I admit that I do not have the absolute craziest neighbors in the world. Some of them are odd in that way neighbors are always odd, like the lady who keeps asking me what church I go to (exactly how she keeps forgetting my NO COMMENT reply I have no idea) or the guy who has a twenty-foot-long yacht in his yard just sitting on its keel. It's been there for ten years without moving but this is the same guy who's always trying to start petitions about cleaning up the neighborhood and I never sign them because I think he should look in a mirror just ONE TIME. I also think he's the one that put all the anti-John Kerry stuff in my mailbox, but that's a different story for another time. And I have a nearby house or two where there might be a chicken...or at my hopeful best, a goose. And we did have a guy for a while who had a wooden cut-out of Santa holding an AK-47, which he put up the Christmas after 9/11 and sort of misses the idea of Christmas in almost every way but whatever, I guess.

But I am jealous of people who have a true nutcase or two next door. My parents did when they lived in California; they would just turn out the lights and stand in their darkened kitchen and watch the shenanigans next door, where it was like Cops or Jerry Springer every night. Hours and hours of entertainment, seriously, that would go on until the lady couldn't get another cork out of a bottle and would literally fall down for the night after banging into the side of the refrigerator one too many times. They finally moved away to Southern California, where all the crazy people end up anyway.

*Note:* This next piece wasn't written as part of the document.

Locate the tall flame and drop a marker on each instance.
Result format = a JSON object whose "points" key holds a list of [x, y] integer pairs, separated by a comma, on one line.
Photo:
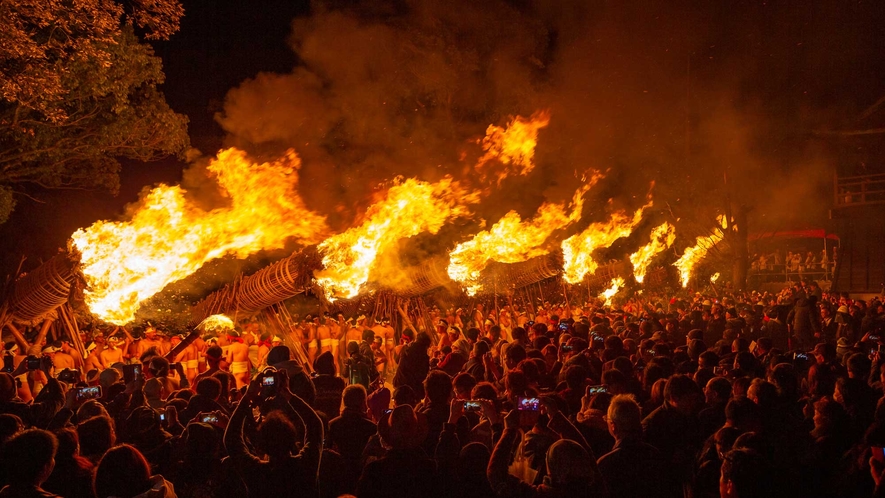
{"points": [[410, 208], [169, 237], [694, 254], [512, 240], [609, 293], [577, 250], [662, 237], [513, 145]]}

I do hold out hope for my new back-diagonal neighbors, though. They're circus-folk! Or carnys or something. There's a tightrope in their front yard, about five feet off the ground, and they have people over all the time, odd-looking but interesting (but not midgety or inappropritely-bearded or anything) who all jump up on the wire and start doing stuff. Jumping and looping and hopping and falling off and making jazz hands. They also have a bicycle built for three, which is just enough to start edging into crazy, if you ask me. I sort of want to befriend them because I do have a thing about circus people but I'm afraid if I do, other neighbors will see me and think I'm the craziest person in the neighborhood. Which might be what all this is about, now that I think about it.

2 comments:

Niki said...

Ha! I thought of KB the second I saw the bee keeping part.

Anonymous said...

You can have my craziest neighbor ever. His name is Steve, and he's got pissed off barking dogs that he beats, just as he beats all the blonde lady callers who teeter up his driveway with their belongings in pink plastic laundry baskets.

He beat one of them so well that, while he was in jail for three days, she complained to the judge and got custody of his house (where she'd been "visiting" for about two weeks), and he had to go live in Las Vegas.

While he was gone, she and another "ladyfriend" entertained some gentlemen callers, and at midnight, somehow set fire to Steve's master bedroom. I think it started on the mattress.

There were four giant firetrucks on our tiny country lane, and she's yelling from inside the house, "I can't come out! I'm NAKED!" at the top of her Minnie Mouse helium voice.

The best part about that (other than listening to the laughter of about two dozen firemen) was that the house took months to be rebuilt, and there was a little peace on our lane.

His house is for sale if you have one millions dollars. It's got trim like a Swiss chalet!